Figure 7. Histopathology of stomach and colon linked to intestinal Mpi deficiency.

(A) Histological sections of the liver visualized with H&E stain (left), trichrome stain (middle), and PAS stain (right); stomach and colon were stained with H&E, and the colon was further stained with Alcian blue to highlight mucins. Scale bar is 50 mm. (B) Serum ALT and AST were measured in Mpi^fl/+, Mpi^fl/fl, Mpi^fl/+ Alb^Cre, and Mpi^fl/fl Alb^Cre mice (n = 8, 6, 5, 5) and (C) Mpi^fl/+, Mpi^fl/fl, Mpi^fl/+ Villin^Cre, and Mpi^fl/fl Villin^Cre mice (n = 7, 6, 6, 6). Histologic images are representative of 5 independent mice (A). Data points represent individual mice from the aggregate of 3 experiments (B and C). Error bars indicate SD. P values were determined by 1-way ANOVA with post hoc Tukey’s test. *P < 0.05, **P < 0.01. Lines in histology images represent 100 µm.

Figure 8. Oral mannose therapy rescues Mpi deficiency.

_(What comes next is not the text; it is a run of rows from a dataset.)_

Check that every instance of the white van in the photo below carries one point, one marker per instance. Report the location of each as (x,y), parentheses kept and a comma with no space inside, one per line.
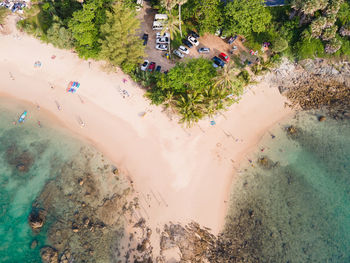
(158,17)
(157,25)
(139,5)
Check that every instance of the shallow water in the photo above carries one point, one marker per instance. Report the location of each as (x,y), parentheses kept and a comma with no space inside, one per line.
(297,209)
(42,166)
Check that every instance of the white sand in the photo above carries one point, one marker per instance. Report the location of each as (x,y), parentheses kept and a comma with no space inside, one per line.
(181,174)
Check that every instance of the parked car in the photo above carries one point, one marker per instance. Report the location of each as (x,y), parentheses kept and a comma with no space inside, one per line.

(A) Mpi^ben/ben mice were treated with 2% mannose in drinking water for 30 days total. Photographs were taken on day 0 (left) and day 10 (right). (B) Relative changes in body weight of Mpi^WT/Het (Mpi^+/+ or Mpi^ben/+) or Mpi^ben/ben mice after treatment with water (white fill, n = 5, 4) or 2% mannose (blue fill, n = 2, 6). (C) Microscopic images of colon and liver tissue from benadryl mice treated with water (left) or 2% mannose (right) for 30 days (200× original magnification, representative of 4–5 mice). Points represent mean values for mice that are representative of 3 experiments (B). Error bars indicate SEM. **P < 0.01, ***P < 0.001, ****P < 0.0001. Lines in histology images represent 25 μm.